Response to ianalumab appeared consistent across all baseline treatment groups, with no clear evidence that background therapy influenced outcomes; however, interpretation is limited by small patient numbers.
Importantly, during follow-up, most patients receiving concomitant therapy were able to taper and discontinue these treatments while maintaining stable platelet counts.
Several patients discontinued corticosteroids and/or TPO-RAs without loss of response, demonstrating sustained disease control without ongoing supportive therapy.

B-Cell Depletion and Recovery
Ianalumab induced marked B-cell depletion consistent with its mechanism of action.
B-cell recovery was observed in 7 of 10 SR12 patients.
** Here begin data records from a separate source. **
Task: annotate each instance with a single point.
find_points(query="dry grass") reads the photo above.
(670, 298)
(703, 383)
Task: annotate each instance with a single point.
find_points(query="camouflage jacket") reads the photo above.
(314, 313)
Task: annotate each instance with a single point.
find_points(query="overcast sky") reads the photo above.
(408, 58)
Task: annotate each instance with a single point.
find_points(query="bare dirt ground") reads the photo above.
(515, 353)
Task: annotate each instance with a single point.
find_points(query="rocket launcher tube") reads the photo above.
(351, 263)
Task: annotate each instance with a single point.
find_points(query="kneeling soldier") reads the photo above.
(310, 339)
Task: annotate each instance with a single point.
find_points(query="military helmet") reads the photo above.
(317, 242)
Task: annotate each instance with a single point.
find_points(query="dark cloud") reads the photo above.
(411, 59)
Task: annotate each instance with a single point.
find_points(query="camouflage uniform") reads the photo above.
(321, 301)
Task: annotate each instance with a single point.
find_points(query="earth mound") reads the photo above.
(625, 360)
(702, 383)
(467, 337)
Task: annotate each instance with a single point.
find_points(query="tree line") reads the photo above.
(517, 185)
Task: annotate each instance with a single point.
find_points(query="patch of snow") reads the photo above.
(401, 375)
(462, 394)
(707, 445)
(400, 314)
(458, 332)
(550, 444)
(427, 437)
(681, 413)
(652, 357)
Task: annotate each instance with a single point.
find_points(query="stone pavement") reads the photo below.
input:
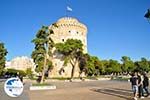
(4, 96)
(95, 90)
(92, 90)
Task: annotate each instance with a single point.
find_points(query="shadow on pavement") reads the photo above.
(121, 93)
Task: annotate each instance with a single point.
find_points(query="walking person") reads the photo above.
(146, 84)
(140, 86)
(134, 83)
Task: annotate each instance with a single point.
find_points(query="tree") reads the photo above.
(72, 51)
(43, 50)
(127, 65)
(3, 53)
(114, 66)
(142, 65)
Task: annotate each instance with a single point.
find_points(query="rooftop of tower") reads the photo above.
(70, 21)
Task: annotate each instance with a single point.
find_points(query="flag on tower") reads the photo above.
(69, 8)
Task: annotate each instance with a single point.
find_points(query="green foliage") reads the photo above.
(41, 42)
(3, 53)
(128, 64)
(142, 65)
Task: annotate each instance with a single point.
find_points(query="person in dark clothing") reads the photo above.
(134, 83)
(140, 86)
(146, 84)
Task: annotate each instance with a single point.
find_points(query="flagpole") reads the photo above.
(67, 3)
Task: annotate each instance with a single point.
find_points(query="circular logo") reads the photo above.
(13, 87)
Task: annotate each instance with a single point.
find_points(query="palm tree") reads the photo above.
(43, 49)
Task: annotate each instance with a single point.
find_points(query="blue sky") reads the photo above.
(115, 27)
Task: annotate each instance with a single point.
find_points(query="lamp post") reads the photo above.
(147, 15)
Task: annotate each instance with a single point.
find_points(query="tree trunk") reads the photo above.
(43, 72)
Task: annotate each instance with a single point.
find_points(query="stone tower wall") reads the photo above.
(68, 28)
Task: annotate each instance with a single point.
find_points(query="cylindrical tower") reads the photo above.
(70, 28)
(67, 28)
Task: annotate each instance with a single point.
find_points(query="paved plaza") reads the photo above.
(91, 90)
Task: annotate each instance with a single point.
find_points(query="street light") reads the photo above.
(147, 15)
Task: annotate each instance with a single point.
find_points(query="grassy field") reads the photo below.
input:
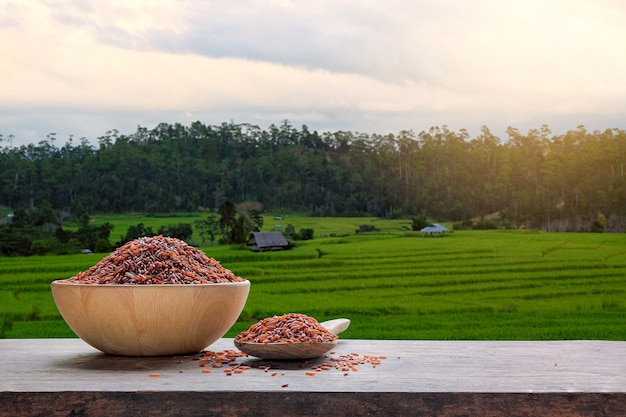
(393, 284)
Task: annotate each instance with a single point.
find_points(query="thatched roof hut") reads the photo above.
(264, 241)
(434, 230)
Importantly, B-cell reconstitution did not correlate with loss of platelet response, suggesting dissociation between immunologic recovery and clinical remission.

Therapeutic Context
The evolving treatment landscape in ITP includes agents such as efgartigimod, requiring weekly administration and rilzabrutinib, which may require continuous therapy.
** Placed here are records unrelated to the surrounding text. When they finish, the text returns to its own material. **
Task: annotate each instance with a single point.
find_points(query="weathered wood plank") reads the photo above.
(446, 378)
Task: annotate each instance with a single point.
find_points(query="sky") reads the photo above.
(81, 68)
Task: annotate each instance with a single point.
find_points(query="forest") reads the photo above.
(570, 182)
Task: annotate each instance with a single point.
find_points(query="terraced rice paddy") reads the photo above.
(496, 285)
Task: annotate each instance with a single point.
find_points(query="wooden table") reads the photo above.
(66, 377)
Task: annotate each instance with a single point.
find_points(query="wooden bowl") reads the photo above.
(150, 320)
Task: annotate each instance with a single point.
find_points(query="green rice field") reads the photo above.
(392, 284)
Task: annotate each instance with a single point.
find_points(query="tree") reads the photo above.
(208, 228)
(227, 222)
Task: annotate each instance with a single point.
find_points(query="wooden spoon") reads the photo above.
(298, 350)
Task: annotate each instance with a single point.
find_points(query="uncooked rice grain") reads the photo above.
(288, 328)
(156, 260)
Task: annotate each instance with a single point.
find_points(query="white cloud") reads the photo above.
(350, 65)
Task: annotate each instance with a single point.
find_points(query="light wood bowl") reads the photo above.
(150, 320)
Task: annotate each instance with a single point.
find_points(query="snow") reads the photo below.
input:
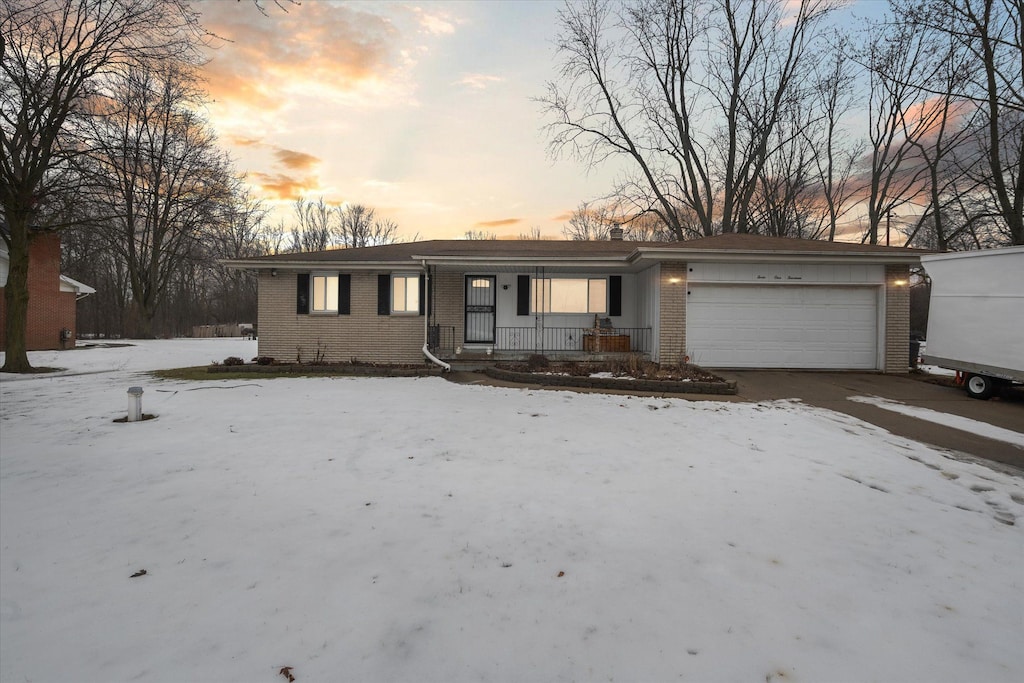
(414, 529)
(939, 418)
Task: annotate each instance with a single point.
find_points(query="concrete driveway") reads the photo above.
(834, 390)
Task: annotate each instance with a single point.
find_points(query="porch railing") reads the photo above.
(441, 339)
(572, 339)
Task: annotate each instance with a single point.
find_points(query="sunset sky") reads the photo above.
(422, 111)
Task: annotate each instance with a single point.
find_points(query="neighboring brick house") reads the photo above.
(51, 297)
(727, 301)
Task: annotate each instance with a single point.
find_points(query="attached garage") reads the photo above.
(821, 316)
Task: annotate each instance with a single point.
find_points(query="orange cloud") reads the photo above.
(478, 81)
(296, 161)
(316, 45)
(282, 185)
(498, 223)
(243, 141)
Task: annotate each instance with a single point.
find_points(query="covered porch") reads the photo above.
(584, 311)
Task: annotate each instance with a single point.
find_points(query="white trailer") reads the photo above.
(976, 316)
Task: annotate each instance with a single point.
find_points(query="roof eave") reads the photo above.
(659, 254)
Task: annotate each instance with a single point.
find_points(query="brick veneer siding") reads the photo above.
(50, 310)
(450, 310)
(897, 318)
(672, 313)
(363, 336)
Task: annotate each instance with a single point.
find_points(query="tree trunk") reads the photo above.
(16, 295)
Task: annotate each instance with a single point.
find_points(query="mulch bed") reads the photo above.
(708, 384)
(341, 369)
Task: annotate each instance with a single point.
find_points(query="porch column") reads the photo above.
(672, 313)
In contrast, ianalumab is administered as a short four-dose monthly regimen with the potential for durable remission, supporting a finite-duration treatment concept.

Personalized Therapy and Immune Mechanisms of Durable Response
Treatment selection in ITP is increasingly patient-centered. Some patients may prefer finite therapy with the possibility of long-term remission, while others may prefer continuous oral treatment.
Across all approaches, the key goals remain durable platelet responses, minimal toxicity, and improved quality of life.
The mechanism underlying sustained response despite B-cell recovery remains unclear.
One hypothesis is that profound depletion of pathogenic B-cell clones may reset immune dysregulation, allowing re-emergence of non-autoreactive B-cell populations. However, the biology of ITP and determinants of durable remission remain incompletely understood.
Clinical Implications
Data show that ianalumab’s short four-dose regimen may induce durable platelet responses in heavily pretreated ITP patients, with 24% achieving 12-month remission and most discontinuing concomitant therapy.
These results support further study of ianalumab as a finite-duration, disease-modifying treatment for immune thrombocytopenia.